Emplois-jeunes : Quelle reconversion ?14/01/20002000Journal/medias/journalnumero/images/2000/01/une-1644.gif.445x577_q85_box-0%2C13%2C166%2C228_crop_detail.jpg

Leur société

Emplois-jeunes : Quelle reconversion ?

Avec près de 65 000 aides-éducateurs, l'Education nationale est l'un des principaux pourvoyeurs d'emplois-jeunes. Claude Allègre souhaite en embaucher seulement 15 000 sur concours. Et les dizaines de milliers d'autres, que faut-il en faire ? Les mettre au chômage au terme de leur contrat d'ici deux ans, l'année même de l'élection présidentielle ? Cela risque de faire désordre. De plus comme les aides-éducateurs ne cotisent pas au régime d'assurance chômage de l'Unedic, l'Etat devrait prendre en charge leurs indemnités (estimées à 8 milliards de francs). Voilà pourquoi Allègre cherche à tout prix à s'en débarrasser et à en faire partir le plus possible vers le privé.

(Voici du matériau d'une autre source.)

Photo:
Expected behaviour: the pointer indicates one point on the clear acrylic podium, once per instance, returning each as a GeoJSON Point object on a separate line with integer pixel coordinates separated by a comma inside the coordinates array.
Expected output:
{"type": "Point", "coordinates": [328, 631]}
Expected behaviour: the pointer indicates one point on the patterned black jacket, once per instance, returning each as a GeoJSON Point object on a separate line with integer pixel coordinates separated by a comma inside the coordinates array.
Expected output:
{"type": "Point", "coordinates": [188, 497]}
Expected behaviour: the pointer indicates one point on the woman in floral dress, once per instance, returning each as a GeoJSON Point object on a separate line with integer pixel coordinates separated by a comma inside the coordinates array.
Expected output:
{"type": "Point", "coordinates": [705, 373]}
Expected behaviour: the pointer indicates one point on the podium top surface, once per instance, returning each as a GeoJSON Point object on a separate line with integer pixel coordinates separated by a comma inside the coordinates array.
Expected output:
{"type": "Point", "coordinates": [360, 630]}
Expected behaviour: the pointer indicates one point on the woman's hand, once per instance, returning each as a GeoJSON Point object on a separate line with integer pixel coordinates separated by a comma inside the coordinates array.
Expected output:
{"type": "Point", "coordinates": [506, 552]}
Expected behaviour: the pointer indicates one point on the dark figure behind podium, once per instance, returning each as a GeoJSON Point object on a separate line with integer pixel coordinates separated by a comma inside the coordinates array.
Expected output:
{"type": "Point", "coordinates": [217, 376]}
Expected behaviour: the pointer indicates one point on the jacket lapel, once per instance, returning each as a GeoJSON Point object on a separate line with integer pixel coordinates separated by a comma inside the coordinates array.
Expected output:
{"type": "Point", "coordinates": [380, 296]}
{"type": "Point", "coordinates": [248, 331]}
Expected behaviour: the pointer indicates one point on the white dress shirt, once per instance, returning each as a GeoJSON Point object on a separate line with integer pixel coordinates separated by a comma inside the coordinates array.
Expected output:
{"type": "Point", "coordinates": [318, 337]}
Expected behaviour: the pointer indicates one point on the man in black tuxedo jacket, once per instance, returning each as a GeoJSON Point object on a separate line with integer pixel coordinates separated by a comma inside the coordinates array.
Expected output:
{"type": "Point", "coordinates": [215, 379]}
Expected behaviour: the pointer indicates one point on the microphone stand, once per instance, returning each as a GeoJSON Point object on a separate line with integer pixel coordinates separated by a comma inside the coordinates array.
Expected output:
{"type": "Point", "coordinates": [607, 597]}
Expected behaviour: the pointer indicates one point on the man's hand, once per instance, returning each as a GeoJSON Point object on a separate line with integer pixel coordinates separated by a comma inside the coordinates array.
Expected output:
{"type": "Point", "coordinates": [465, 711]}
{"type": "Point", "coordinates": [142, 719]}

Depuis plusieurs mois, il multiplie courbettes, ronds de jambe et réunions avec les grands patrons pour les inciter, pour limiter la casse, à embaucher quelques milliers d'aides-éducateurs en contrat à durée indéterminée. Allègre et le gouvernement socialiste avec lui cherchent un nouveau stratagème pour sortir avant la présidentielle de l'impasse dans laquelle ils se sont mis en ne prévoyant pas de dispositif de reclassement. Ce qui en dit long sur le mépris qu'ils portent aux jeunes ainsi employés, qui depuis le début s'inquiétaient à juste titre (et s'inquiètent toujours) pour leur avenir.

On ne peut pas dire, pour l'heure, que les patrons ont répondu avec précipitation aux sollicitations du ministère de l'Education nationale. Certes, un accord cadre a été signé, en septembre dernier, avec des grandes entreprises de services (Air France, Accor, Vivendi, Disneyland, Adia-Adecco et Age d'or) qui portent sur 3 600 recrutements. La Fédération du Bâtiment a signé, elle, une convention en octobre portant sur l'embauche de 5 000 d'entre eux. Au total, ce sont 15 000 aides-éducateurs qui pourraient (le conditionnel est de rigueur) ainsi être intégrés dans la fonction publique, 8 000 dans la police et 8 600 dans les entreprises privées. Un peu plus de 33 000 resteraient sur le carreau... et à reclasser ! Que deviendront-ils ? Des chômeurs ?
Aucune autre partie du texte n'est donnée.